The contempt, the disregard, and the disrespect for the black body runs through this whole case. It runs through this country and transforms itself to adapt to the times. It moved from slavery to Jim Crow laws and lives now in the so-called “War on Drugs” that targets, by legal design, African Americans. The evidence of racism in these laws is abundantly clear.

Most recently, austerity measures creeping into American cities disproportionately target African American children. Chicago, Philadelphia, and New York closed 54, 23, and 26 schools, respectively. In Chicago, 88 percent of children whose lives were upended by the closures were African American, even though they represent only 43 percent of all Chicago students. Those disparities were similar in Philadelphia and New York.

The statistics are staggering and heartbreaking, but they provide a clear picture of the many ways in which African Americans, especially African American men, are targeted from the time they are born. If they are not broken by their broken schools, they will be caught in the snags of racist police brutality, or discriminatory employment practices, or the pervasive assumption that criminalises black and brown skin, which is ultimately what led to the murder of Trayvon Martin. It’s what provoked four white police officers to fire 41 bullets at Amadou Diallo, another unarmed black man, in 1999.

Trayvon Martin’s parents lead rallies in US

Black bodies are sacrificed for personal professional gain. Easy to entrap, coerce and manipulate, young black men have made the careers of many politicians and legal professionals. The most noteworthy is the case of the Central Park Five, a group of young men of colour accused of brutally raping a white jogger in Central Park. Black men were rounded up wholesale that night and the police picked the most vulnerable five, and told them they could go home if they admitted to raping the jogger.

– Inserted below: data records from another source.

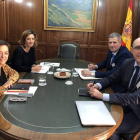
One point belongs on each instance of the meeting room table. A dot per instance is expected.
(51, 114)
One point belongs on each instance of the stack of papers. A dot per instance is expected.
(78, 70)
(50, 64)
(63, 70)
(31, 90)
(44, 69)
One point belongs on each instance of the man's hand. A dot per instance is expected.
(95, 93)
(86, 73)
(8, 84)
(36, 68)
(91, 67)
(89, 86)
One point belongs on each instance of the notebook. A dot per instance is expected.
(78, 70)
(94, 113)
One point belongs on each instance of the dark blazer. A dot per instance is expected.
(121, 55)
(123, 76)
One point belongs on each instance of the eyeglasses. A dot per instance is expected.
(18, 99)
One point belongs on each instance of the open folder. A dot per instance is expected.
(78, 70)
(94, 113)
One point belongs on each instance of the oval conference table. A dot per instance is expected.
(51, 114)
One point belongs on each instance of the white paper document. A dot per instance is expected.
(32, 90)
(44, 69)
(94, 113)
(78, 70)
(50, 64)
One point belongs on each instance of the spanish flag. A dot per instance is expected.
(127, 29)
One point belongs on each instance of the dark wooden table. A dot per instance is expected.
(51, 113)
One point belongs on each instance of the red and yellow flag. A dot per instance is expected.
(127, 29)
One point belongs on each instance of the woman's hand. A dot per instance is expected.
(91, 67)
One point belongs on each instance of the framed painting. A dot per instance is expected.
(70, 15)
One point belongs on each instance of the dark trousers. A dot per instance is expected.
(129, 124)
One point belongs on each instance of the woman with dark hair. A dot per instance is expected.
(24, 55)
(8, 76)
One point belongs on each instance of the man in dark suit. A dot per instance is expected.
(116, 55)
(129, 76)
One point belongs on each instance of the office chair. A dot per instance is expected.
(68, 50)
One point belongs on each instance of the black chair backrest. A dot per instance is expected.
(69, 50)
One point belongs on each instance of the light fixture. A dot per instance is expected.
(29, 4)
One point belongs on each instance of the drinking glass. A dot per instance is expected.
(51, 69)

Scared and bewildered, the boys made up stories that changed and adapted according to what seemed to sound good to the police. Their accounts didn’t match up at all with each other, nor with the known details of the crime. The timeline of events didn’t make sense. Semen found at the scene did not match any of them. In fact, there was not one shred of forensic evidence linking any one of the boys to the crime. Listening to one of the “confessions” to Linda Fairstein, the prosecutor, it was easy to see that the boy was making things up just so he could get out and go home, as the police had promised him. But they didn’t go home, of course. They went to jail, until the real rapist confessed 12 years later and tests showed a match to the semen on the victim. The lives of five boys were stolen in their prime, but what mattered was that legal careers were made, including that of Linda Fairstein.

If there is anything good to come from this senselessness, it will be to provoke greater political alertness and participation of African Americans; solidarity within communities of colour towards a unified goal of collective empowerment socially, politically, and economically. Community organisers across the country are planning, organising, and acting. Peaceful protests were carried out throughout the United States and abroad in the wake of the verdict. Boycott campaigns have been launched, and initiatives to empower black youth are being implemented.

Trayvon walked to a store and never made it home. Though there can be no consolation for Trayvon’s parents, Tracy Martin and Sybrina Fulton, perhaps they can find comfort in knowing that their son has touched us all who care about social justice and imbued us with renewed resolve.

Susan Abulhawa is a Palestinian thinker, essayist, and the author of the international bestselling novel, Mornings in Jenin (Bloomsbury 2010). She is also the founder of Playgrounds for Palestine, an NGO for children.